Major Markets: Seven won every market, overall and in the main channels. Nine and Ten were second and third everywhere bar Perth where Ten got up and pushed Nine into third. 7TWO won Melbourne and Adelaide. GO won Sydney and shared Brisbane with Eleven. 7mate won Perth. Nine still leads Seven and Ten in Sydney. Seven leads Nine and Ten in the other four markets.

(All shares on the basis of combined overnight 6pm to midnight All People)

Glenn Dyer’s comments: Nothing really to say except Seven dominated. Nine though remains very solid in Sydney and that’s Seven’s weakest link, with the 5.30-7pm timeslots the heart of the problem.

The 126,000 audience on Fox Sports for last night’s World Cup qualifier won by Australia follows the very solid 153,000 figure for Saturday night’s A League opening game between Sydney and Melbourne (with Harry Kewell and Brett Emerton the stars for Melbourne and Sydney respectively).

And last Sunday’s SANFL grand final averaged 87,000 viewers on ABC 1 in Adelaide. Sounds small, but it was the 10th most-watched program in Adelaide on Sunday. But will that be enough to keep in on the ABC given the cost cutting going on?

The five most-watched programs nationally last night were:

  1. Packed to the Rafters — 2.320 million
  2. The X Factor — 2.158 million
  3. Seven News — 1.713 million
  4. Home and Away — 1.597 million
  5. NCIS — 1.530 million.

Tonight: CSI on Nine. The One: Australia’s Most Gifted Psychic on Seven. SBS has an interesting series on the Amazon starting at 7.30 called Amazon with Bruce Parry. The ABC is the place to be with Spicks & Specks, Gruen Planet and the second episode of The Hamster Wheel.
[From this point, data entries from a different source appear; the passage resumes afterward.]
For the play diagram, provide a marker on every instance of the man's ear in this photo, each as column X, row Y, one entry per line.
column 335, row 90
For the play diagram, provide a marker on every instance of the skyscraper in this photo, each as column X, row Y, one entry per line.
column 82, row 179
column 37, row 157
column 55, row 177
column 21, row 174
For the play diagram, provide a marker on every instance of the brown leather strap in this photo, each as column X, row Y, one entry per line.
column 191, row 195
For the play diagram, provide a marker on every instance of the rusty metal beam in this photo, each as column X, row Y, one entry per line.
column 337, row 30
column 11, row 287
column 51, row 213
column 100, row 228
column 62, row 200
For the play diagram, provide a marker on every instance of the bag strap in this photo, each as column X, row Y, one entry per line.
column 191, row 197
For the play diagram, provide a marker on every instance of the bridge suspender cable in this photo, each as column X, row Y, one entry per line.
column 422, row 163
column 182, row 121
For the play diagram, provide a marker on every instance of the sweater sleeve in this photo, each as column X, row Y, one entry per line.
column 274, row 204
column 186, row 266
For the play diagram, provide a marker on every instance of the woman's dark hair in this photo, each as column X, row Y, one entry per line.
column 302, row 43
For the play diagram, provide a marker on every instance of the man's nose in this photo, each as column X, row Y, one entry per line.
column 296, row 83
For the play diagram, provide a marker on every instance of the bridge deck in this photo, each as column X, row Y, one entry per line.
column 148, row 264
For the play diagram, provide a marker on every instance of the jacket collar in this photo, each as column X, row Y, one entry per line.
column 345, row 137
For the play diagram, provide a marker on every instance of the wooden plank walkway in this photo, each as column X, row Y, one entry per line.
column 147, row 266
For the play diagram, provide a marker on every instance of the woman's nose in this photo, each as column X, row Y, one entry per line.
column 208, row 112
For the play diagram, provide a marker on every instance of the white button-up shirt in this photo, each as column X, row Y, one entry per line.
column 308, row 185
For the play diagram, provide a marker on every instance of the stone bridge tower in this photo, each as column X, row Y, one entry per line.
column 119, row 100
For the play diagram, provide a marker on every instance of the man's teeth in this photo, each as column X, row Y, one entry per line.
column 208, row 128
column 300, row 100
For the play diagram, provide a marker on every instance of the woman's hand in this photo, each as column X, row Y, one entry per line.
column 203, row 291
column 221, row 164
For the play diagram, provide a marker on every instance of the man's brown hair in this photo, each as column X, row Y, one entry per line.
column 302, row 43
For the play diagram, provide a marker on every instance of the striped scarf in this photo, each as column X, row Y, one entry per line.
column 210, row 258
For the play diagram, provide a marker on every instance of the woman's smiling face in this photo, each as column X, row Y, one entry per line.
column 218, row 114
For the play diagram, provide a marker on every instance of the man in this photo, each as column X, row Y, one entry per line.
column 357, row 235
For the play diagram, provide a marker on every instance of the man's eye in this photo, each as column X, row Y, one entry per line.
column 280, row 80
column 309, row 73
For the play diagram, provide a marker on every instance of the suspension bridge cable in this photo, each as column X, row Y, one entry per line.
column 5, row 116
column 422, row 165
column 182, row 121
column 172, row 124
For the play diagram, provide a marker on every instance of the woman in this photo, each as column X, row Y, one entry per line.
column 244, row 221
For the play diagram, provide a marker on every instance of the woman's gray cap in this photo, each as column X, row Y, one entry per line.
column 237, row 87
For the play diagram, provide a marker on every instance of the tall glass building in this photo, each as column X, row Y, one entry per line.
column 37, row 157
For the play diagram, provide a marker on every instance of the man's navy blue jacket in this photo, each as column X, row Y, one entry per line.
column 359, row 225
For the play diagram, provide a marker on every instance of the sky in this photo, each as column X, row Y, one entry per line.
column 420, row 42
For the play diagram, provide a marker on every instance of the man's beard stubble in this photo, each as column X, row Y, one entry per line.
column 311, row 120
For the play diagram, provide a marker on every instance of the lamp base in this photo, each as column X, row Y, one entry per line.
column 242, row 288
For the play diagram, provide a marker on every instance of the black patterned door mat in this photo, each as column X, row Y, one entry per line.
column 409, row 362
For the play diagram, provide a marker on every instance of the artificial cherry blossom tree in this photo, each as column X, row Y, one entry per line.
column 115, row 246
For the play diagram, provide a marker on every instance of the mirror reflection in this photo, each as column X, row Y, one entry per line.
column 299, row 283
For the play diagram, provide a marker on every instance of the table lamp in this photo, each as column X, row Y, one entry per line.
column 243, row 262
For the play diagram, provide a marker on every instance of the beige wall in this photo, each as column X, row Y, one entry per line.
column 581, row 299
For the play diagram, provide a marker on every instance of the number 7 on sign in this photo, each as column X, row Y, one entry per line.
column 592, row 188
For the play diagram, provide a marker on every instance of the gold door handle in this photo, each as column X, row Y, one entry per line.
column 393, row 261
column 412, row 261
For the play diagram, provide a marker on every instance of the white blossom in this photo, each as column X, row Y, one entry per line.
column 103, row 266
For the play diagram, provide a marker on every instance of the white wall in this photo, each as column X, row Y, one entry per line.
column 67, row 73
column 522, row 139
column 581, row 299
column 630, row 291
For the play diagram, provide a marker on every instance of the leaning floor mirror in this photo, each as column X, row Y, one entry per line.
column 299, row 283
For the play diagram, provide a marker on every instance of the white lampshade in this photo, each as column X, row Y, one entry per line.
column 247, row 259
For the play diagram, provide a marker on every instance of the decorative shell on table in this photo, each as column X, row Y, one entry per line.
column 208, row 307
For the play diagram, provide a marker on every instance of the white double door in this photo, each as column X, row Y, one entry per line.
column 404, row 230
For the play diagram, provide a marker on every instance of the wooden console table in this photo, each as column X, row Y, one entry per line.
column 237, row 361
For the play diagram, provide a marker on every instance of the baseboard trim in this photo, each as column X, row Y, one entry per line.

The last episode of the $25 million The Renovators for two hours from 7.30pm on Ten. That tells us what a flop it has been. Usually these big reality shows (think MasterChef or The Biggest Loser) finish on a Sunday night which is the biggest viewing night of the week. (Nine did finish The Farmer Wants a Wife in its Monday evening timeslot, but Mondays are at least the second heaviest night of TV viewing).